Recordemos que el plano americano en el cine, otra de las artes que influyen en
la obra de Leila, es funcional: los personajes aparecen cortados por las
rodillas de manera que nos acercamos a ellos tanto como podemos sin eliminar
nada de la figura que sea expresivo. Y la expresión es un buen afán en la obra
de Leila: “escribo rosa chicle y borro, escribo
rosa Dior y borro, escribo rosa fondant de
torta de cumpleaños y entonces sí, recuerdo aquellos cumpleaños infernales, los
gritos de los niños, el color de las grageas y el plástico de la piñata, una
madeja de emociones infecciosas, y me vuelve el olor del cloro en la piscina”.

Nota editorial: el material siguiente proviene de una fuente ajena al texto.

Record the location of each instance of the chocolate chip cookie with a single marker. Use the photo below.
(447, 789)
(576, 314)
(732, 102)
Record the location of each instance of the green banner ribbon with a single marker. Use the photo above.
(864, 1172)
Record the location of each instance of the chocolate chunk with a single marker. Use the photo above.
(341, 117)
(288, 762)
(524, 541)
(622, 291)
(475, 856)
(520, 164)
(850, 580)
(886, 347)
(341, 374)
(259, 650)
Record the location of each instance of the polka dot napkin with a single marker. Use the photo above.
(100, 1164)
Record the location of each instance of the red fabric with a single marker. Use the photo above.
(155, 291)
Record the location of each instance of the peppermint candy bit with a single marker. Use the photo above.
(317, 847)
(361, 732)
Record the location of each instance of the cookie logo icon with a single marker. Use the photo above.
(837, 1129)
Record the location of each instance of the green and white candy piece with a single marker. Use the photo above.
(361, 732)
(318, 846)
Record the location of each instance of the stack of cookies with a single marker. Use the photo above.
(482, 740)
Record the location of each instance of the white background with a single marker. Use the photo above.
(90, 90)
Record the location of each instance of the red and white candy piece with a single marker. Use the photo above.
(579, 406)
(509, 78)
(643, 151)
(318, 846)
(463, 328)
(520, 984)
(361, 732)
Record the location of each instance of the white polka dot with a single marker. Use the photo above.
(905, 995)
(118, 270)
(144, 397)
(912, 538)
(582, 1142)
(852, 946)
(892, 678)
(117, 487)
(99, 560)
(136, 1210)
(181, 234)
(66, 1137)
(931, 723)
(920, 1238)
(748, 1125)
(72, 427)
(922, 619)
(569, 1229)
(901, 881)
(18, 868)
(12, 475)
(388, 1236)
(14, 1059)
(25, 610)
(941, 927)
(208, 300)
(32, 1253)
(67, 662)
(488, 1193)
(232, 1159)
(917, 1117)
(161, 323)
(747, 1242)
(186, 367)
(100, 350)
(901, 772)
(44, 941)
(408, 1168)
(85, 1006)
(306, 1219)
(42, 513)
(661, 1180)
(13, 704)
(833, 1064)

“Camino por los pasillos calcificados de luz (…) La soberbia
no muere por el paso del tiempo. Muere cuando ves aquí, en este sitio, a quien
fue tu par, tu compañero, tu pequeño amor durante los —pocos— años en los que
fuiste inocente”. ¿Se puede expresar con menos palabras y más acierto el
sentimiento que nos maldice al recorrer los pasillos de un hospital?
Se
nos olvida mencionar la costumbre de Leila de estar junto al desfavorecido. Con
el debido respeto y con el debido permiso, reproducimos una de sus columnas,
publicada en El País, que son puro
testimonio de su compromiso y de su fe, hasta el extremo de tirar de ironía, un
recurso al que solo acude cuando se ve con el agua al cuello:
Estimados investigadores de la Universidad de Stanford (USA):
tengo 25 años, siete hijos, vivo en Namibia, África. Días atrás, EL PAÍS
publicó una nota (El mapa de los países más
‘vagos’ del mundo) según la cual, a través de una aplicación en teléfonos
móviles que cuenta la cantidad de pasos que dan las personas, ustedes
(motivados por una “pandemia de inactividad” que produce 5,3 millones de
muertes al año) investigaron la actividad física en 111 países y concluyeron
que los que más caminan son los chinos. Yo no leo el periódico —por motivos que
no vienen al caso—, pero un antropólogo (acá pululan) me mostró el artículo,
que incluía un mapamundi. Las zonas azules eran las activas y las rojas las
inactivas. Mi continente estaba casi todo pintado de gris. El gris significaba
“Sin datos”. Les escribo para agradecerles. Me explico: acá las mujeres somos
campeonas de la caminata. Mis vecinas y yo caminamos todos los días siete kilómetros
para conseguir agua. Volvemos con vasijas colgadas de un palo cruzado sobre los
hombros (algo que, a veces, me da dolor de cuello). A pesar de que en su
estudio eso seguramente nos hubiera ubicado entre los países más activos, nos
morimos mucho. De hambre, obvio, pero también de diarrea y cólera (el agua no
es muy limpia que digamos). Así que quiero agradecerles la sinceridad. Ustedes
dicen que esta es una “medición a escala planetaria”. “Planetario” debe querer
decir “todo el planeta”, ¿no? En África somos 1.216 millones. Y la mancha gris
de su estudio muestra clarito que acá no hay nadie. O nadie que importe (o
nadie que tenga móvil, que debe de ser sinónimo). Yo lo sospechaba, pero la
confirmación por parte de voces tan prestigiosas hace que este mundo sea mejor,
menos hipócrita. Así que gracias. Avisen si pasan por acá para invitarlos con
un té. Si tenemos con qué hacerlo y si seguimos vivos.